Madison--The state Natural Resources Board has approved extending for one more year a catch-and-release walleye fishery on the Minocqua Chain of Lakes.
A zero bag limit, catch-and-release only season has been in effect for the past five years after fisheries scientists found a sharply declining walleye population.
The goal is to restore natural reproduction. DNR Northern Fisheries Supervisor Mike Vogelsang says in 2009 they noticed a sharp trend downward in walleye populations. He says prior to that time, there was good natural reproduction.
He says the five-year catch-and-release rule has worked so far...

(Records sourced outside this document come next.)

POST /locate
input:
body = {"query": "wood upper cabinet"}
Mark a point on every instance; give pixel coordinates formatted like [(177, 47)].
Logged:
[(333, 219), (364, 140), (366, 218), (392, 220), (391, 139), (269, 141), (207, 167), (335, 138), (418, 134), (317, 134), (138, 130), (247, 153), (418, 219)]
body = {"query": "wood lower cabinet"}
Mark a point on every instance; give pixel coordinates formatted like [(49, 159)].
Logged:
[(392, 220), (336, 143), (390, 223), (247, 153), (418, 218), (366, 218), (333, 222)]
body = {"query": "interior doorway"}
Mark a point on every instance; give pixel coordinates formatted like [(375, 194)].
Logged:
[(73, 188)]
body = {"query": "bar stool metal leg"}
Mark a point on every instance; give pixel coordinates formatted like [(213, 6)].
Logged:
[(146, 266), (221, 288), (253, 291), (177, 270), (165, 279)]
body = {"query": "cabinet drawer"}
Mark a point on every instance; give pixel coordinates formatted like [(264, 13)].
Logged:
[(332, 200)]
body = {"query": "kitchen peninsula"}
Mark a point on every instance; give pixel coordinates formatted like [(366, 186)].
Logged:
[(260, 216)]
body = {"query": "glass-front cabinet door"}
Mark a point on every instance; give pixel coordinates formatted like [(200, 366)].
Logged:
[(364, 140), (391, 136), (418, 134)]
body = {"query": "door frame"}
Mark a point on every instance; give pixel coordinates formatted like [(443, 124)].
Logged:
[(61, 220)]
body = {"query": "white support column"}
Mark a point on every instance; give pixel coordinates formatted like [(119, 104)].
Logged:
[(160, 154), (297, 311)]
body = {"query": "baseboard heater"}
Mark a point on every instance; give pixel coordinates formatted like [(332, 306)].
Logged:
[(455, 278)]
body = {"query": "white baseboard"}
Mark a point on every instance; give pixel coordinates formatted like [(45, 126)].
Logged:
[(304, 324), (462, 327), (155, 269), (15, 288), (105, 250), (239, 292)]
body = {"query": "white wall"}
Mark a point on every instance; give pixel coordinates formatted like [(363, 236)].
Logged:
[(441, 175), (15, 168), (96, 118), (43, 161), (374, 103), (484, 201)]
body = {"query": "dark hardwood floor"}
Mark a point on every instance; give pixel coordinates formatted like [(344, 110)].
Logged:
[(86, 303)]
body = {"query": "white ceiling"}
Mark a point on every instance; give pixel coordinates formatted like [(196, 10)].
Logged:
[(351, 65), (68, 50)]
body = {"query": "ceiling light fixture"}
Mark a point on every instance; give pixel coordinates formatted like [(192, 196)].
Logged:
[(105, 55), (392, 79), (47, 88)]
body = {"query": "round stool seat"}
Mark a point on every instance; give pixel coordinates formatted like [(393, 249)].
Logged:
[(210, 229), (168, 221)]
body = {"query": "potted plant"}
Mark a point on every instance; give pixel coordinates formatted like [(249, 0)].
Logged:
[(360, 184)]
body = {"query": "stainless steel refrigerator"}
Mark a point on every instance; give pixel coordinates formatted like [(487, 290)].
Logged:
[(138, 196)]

"The good news is Minocqua is on track, we're well above goal there, based on the 2019 survey. Kawaguesaga is very close. We have every reason to believe with the stocked-year classes moving up, Kawaguesaga lake will be at goal. Meanwhile, (DNR) staff will be on Lake Tomahawk doing a survey out there to hopefully see that two(walleye) per acre met..."
Vogelsang reported the state effort beginning in 2012 to plant larger young walleye has been working. Vogelsang says the chain got out of balance and enabled the rise of bass and crappie species to further reduce the walleye populations.
"When the adult walleye numbers crashed, it was apparent that bass filled that void, crappies as well and everything got out of balance. Right now we have some momentum. We're pushing that scale back the other way and seeing good things out there..."
This emergency rule will extend the catch-and-release season for one more year while the department and partners discuss appropriate permanent regulations.
Vogelsang says the majority of anglers back the move to extend catch-and-release one more year.